The current year is nearly over, and as usual December provides a good vantage point for businesses to look back at 2013 and the lessons that were learned in the last 12 months. The year has arguably provided the supply chain industry with more challenges than opportunities, however the sector has shown a good ability to roll with these metaphorical punches.
This year has seen a very slow economic recovery, which has made the supply chain industry’s job of cutting costs even harder. However, 2014 promises its own challenges for supply chain companies to deal with.
While there is a distinct possibility that customer demands could increase in 2014, the supply chains of many businesses are increasingly shouldering the burden of cutting costs, to boost the bottom-line for the company. Increasingly, firms have sought to impose penalties for late deliveries and tighten delivery windows.
While many see such practices as little more than attempts to claw back revenues from hard-pressed suppliers, many companies are committed to create a more efficient and cost-effective supply chain to boost their competitive advantage. Supply chain suppliers may have to accept this, working with the new paradigm, rather than resisting the change.
There is also the need to pay attention to new research. For example, a newly-published academic research paper has revealed something unusual about risk, when applied to the supply chain industry.
The researchers discovered that, although it is next to impossible to fully predict what the sources of high-impact, low-probability risk will be, a clear danger has been identified in the supply chain that is forcing companies to rethink their strategies.
Previously, it was assumed that the more a manufacturer spends with a supplier, the more profit would be lost if the supply would be interrupted. However, researchers have found that this is not the case. They studied the supply chains of automotive manufacturers, for example, and discovered that the companies would be hurt the most should any disruption happen to the supply of its low-cost components.
As a result of this research, one of the challenges the industry faces is working around the discoveries made. There will be a much larger emphasis in 2014 on avoiding supply disruption, and clients will be looking for a reliable supply chain more than ever.
However, 2014 is not simply going to be full of problems and devoid of hope. Supply chain firms can look forward to a probable increase in demand, as retail profits hit an all-time high in October and look set to continue to grow. This means that the retail supply chain will likely find 2014 to be an especially busy year.

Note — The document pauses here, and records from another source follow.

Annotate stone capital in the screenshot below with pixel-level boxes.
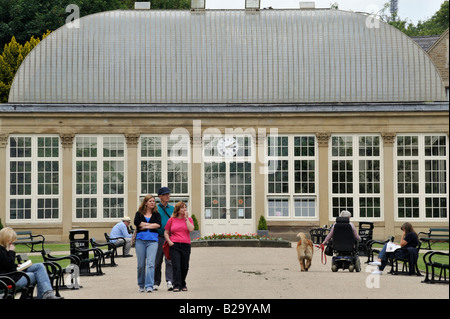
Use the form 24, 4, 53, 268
316, 132, 331, 147
60, 133, 75, 148
125, 134, 140, 147
0, 133, 8, 148
381, 132, 396, 146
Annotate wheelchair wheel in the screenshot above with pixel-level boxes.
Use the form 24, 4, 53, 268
331, 260, 338, 272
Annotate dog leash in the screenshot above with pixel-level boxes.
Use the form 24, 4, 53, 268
315, 244, 327, 265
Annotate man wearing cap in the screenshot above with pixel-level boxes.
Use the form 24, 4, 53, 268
154, 187, 174, 291
109, 216, 133, 257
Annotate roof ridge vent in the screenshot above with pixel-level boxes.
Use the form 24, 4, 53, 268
245, 0, 260, 11
134, 2, 151, 10
191, 0, 206, 11
299, 2, 315, 10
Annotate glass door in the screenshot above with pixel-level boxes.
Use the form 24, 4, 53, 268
203, 161, 253, 234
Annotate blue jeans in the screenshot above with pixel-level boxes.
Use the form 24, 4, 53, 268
135, 239, 158, 289
378, 244, 408, 271
16, 263, 52, 299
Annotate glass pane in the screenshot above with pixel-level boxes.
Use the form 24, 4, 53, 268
141, 136, 162, 157
294, 136, 315, 157
268, 160, 289, 194
103, 136, 125, 158
204, 162, 227, 219
294, 160, 315, 194
268, 136, 288, 157
268, 198, 289, 217
332, 197, 353, 218
230, 162, 252, 219
76, 137, 97, 157
294, 198, 316, 217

This recovery has been a long time coming, and is still only arriving very slowly, but is definitely there. Manufacturing is also up from previous years, so it is expected that the supply chain industry will find itself very much in demand ferrying goods to retailers.
Of course, what this could potentially bring with it is a tightening of capacity. This is forecast to potentially occur during produce season in late April and early May, and possibly even extend into the summer months.
In order to succeed in the supply chain industry, businesses must look to meeting all these challenges and dealing with them successfully. The companies that succeed will be the ones who have not only looked to the future and analysed the problems they will face, but also prepared for them.
Those that are ready, with adequate planning and hard work, will be able to make the most of the challenges that 2014 will throw at them and turn them into opportunities, ensuring a thoroughly profitable year.